While looking over a friend’s final draft for hardware, I vehimetly rejected this idea. Then I realized it was a good idea and I was wrong. I’m not sure how I’ll ever recover.
However, my storage has just been moved into a NAS, rather than discarded all together. This is a 1990’s Barbie Organ-Bag situation I guess.
A tldr
for m.2 NVMe
- storage devices slot straight into the motherboard and use the faster PCIe
bus, instead of the usual SATA
bus. It’s a very honest name. Not great. But at least it’s specific. Here’s a really blown out shitty picture of my OS Drive.
Download more RAM
32GB of Corsair RAM OC’d to 3600MHz
leaves 2 DIMM slots unoccupied. This helps thermals and allows for easy future upgrades. I may move from Corsair Vengeance RAM back to my first love: GSkill RipJaws as their Heat Spreaders are shaped to be less intrusive to larger CPU Heatsinks.
Gas me tf up
A fully modular 750W PSU is more house cleaning and making the most of my space. This also opens up options for custom length cables later on.
Mama Bear ʕっ•ᴥ•ʔっ
ASUS TUF X570 was chosen considering AMD’s vague language and less than forthcoming marketing about compatibility with new Gen 3 Zen Architecture. (Not to be confused with the current Ryzen 3XXX generation of Ryzen CPUs.)

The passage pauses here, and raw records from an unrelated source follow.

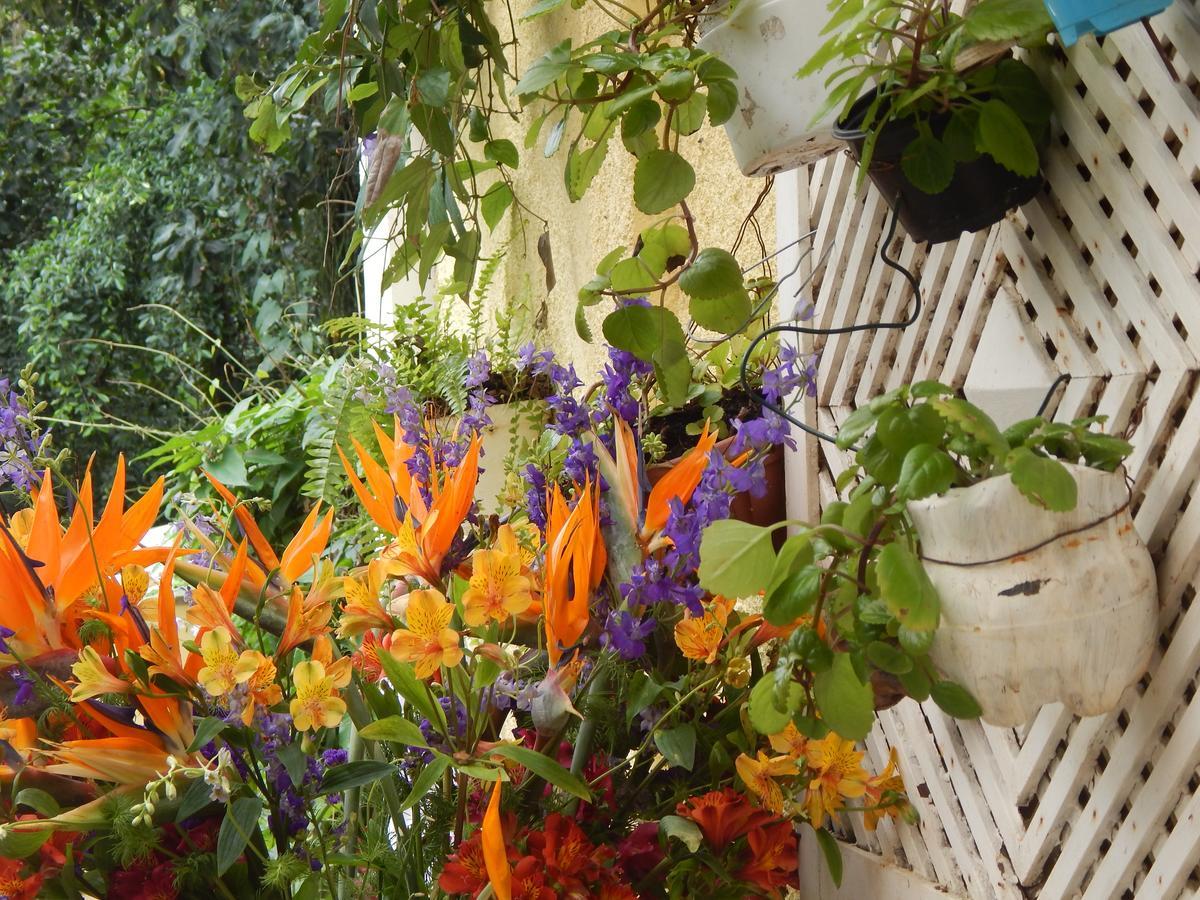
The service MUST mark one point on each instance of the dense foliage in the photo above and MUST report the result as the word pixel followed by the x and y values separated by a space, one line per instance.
pixel 154 263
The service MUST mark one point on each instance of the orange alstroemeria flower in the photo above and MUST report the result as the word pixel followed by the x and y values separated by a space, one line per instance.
pixel 885 795
pixel 759 775
pixel 575 565
pixel 497 588
pixel 364 611
pixel 837 773
pixel 700 637
pixel 429 642
pixel 396 502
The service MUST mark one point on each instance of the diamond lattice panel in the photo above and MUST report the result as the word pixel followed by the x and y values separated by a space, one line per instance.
pixel 1095 280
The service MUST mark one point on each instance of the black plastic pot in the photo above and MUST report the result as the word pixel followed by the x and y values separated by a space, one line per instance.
pixel 981 195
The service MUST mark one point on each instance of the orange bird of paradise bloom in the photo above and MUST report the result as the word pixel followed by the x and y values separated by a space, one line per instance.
pixel 575 563
pixel 424 517
pixel 625 484
pixel 53 577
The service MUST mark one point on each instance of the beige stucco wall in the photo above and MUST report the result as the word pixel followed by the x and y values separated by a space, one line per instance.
pixel 582 233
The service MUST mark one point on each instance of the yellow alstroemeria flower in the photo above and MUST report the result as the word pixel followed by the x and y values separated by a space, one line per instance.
pixel 257 672
pixel 316 705
pixel 700 639
pixel 789 742
pixel 429 641
pixel 838 774
pixel 220 672
pixel 759 775
pixel 94 677
pixel 497 589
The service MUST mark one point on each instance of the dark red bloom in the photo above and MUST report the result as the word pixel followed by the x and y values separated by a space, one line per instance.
pixel 144 882
pixel 640 852
pixel 773 857
pixel 724 816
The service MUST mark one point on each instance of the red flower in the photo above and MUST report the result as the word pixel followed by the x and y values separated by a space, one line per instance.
pixel 640 852
pixel 724 816
pixel 13 886
pixel 569 856
pixel 465 871
pixel 144 882
pixel 529 882
pixel 773 857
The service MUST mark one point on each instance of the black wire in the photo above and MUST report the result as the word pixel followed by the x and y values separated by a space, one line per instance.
pixel 841 330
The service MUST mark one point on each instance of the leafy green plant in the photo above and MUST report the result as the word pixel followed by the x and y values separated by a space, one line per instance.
pixel 948 76
pixel 852 587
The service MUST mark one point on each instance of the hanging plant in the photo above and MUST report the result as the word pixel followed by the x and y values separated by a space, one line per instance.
pixel 991 570
pixel 941 117
pixel 773 129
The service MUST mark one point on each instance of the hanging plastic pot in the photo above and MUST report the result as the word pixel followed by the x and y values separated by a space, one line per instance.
pixel 766 42
pixel 1075 18
pixel 981 193
pixel 1039 606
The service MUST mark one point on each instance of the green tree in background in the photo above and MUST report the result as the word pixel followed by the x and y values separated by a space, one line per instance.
pixel 154 264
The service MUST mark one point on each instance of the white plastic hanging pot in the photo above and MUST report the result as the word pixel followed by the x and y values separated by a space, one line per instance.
pixel 766 42
pixel 1039 606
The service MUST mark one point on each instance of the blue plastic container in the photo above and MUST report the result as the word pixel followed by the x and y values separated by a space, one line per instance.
pixel 1073 18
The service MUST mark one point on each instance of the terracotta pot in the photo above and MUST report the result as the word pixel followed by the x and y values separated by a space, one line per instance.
pixel 765 510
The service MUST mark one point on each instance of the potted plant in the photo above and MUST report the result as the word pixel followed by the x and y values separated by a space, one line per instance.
pixel 1074 18
pixel 940 115
pixel 773 129
pixel 994 571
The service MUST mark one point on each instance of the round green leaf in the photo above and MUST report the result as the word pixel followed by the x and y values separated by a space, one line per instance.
pixel 1003 136
pixel 925 472
pixel 736 558
pixel 723 315
pixel 906 588
pixel 714 274
pixel 928 163
pixel 661 179
pixel 1044 481
pixel 846 705
pixel 795 597
pixel 955 700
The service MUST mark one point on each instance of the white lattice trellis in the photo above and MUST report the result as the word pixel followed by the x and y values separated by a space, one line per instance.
pixel 1098 280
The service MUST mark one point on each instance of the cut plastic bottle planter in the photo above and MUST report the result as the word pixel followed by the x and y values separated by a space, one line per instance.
pixel 1074 18
pixel 1039 606
pixel 766 42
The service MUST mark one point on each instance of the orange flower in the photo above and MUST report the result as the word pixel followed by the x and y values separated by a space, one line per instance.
pixel 219 675
pixel 885 795
pixel 316 703
pixel 773 857
pixel 700 639
pixel 257 672
pixel 759 775
pixel 363 610
pixel 496 858
pixel 497 589
pixel 307 619
pixel 837 774
pixel 396 503
pixel 575 564
pixel 429 641
pixel 48 571
pixel 789 742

This was the most feature rich Motherboard with the X570
Chipset, which should be pretty tolerant moving forward. I’m hoping to dig into an Audio Issue in the Linux Kernel LTS affecting this chipset’s Audio.
“A deal at twice the price!” -Faust
AMD Radeon 5700XT GPU is an attention-commanding center piece here.
This is the component I spent the most time wallowing about in my mind. The logistical reasons for choosing this GPU have carried on in my mind since before I began planning the 2017 build. Budgets, timing, and the bitcoin boom kept me on my Nvidia GTX 1080 which I’d gotten for a song.
After ~3 years of back-and-forth I decided to shoot my shot. I’ve eyed PowerColor’s RedDevil series because of their chart-topping thermal performance which often beats out meme-worthy-shit-posting cards like the THICC
. I would also be fucking liar if I said the aggressive design wasn’t a contributing factor.
I’m a slave to appearances.
The primary goal has been to remove myself from Nvidia’s Closed Source Proprietary Drivers and reward one of AMD’s best engineering strides: Pushing their Linux Graphics Drivers directly into the Linux Kernel Firmware Tree. This ensures any Linux Distro booting a modern kernel will have full GPU support out of the box.
Linux as a first-class citizen.
Finally! The Year of the Linux Desktop! /s
#!/bin/bash
year=$(date +%Y)
echo -e "${year} is the year of the linux desktop!"
Big Brain Time
Finally we land at the CPU - an AMD Ryzen 2700X. This was the first component that kick-started the full rebuild almost a year ago.
On paper this was a modest spec-bump to the 1700X it replaced. But prices bottomed the absolute fuck out and this fixed some early-adoption kinks found in 1st Gen Ryzen chips.
Planning ahead was already paying off as I was able to use it as a direct drop-in replacement. At the time of writing, this chip is not new. But it’s a great spot to lay and wait for the future Zen 3 chips to stabilize.
An 8-core, 16 thread fucking beef bus for well under $300 bones. What a muther honking value dude.
All that to say:
I bought a bunch of shit. Then I put it together like legos and felt a false sense of accomplishment.
You can read my embarrassing human thoughts about it here.
This puts me in a unique position for hardware, and I plan on going back through my old builds, documenting them, and talking absolute mad shit about some of the things I did. And when I build a new machine, I will do the same for this build and cringe at what I thought was so great.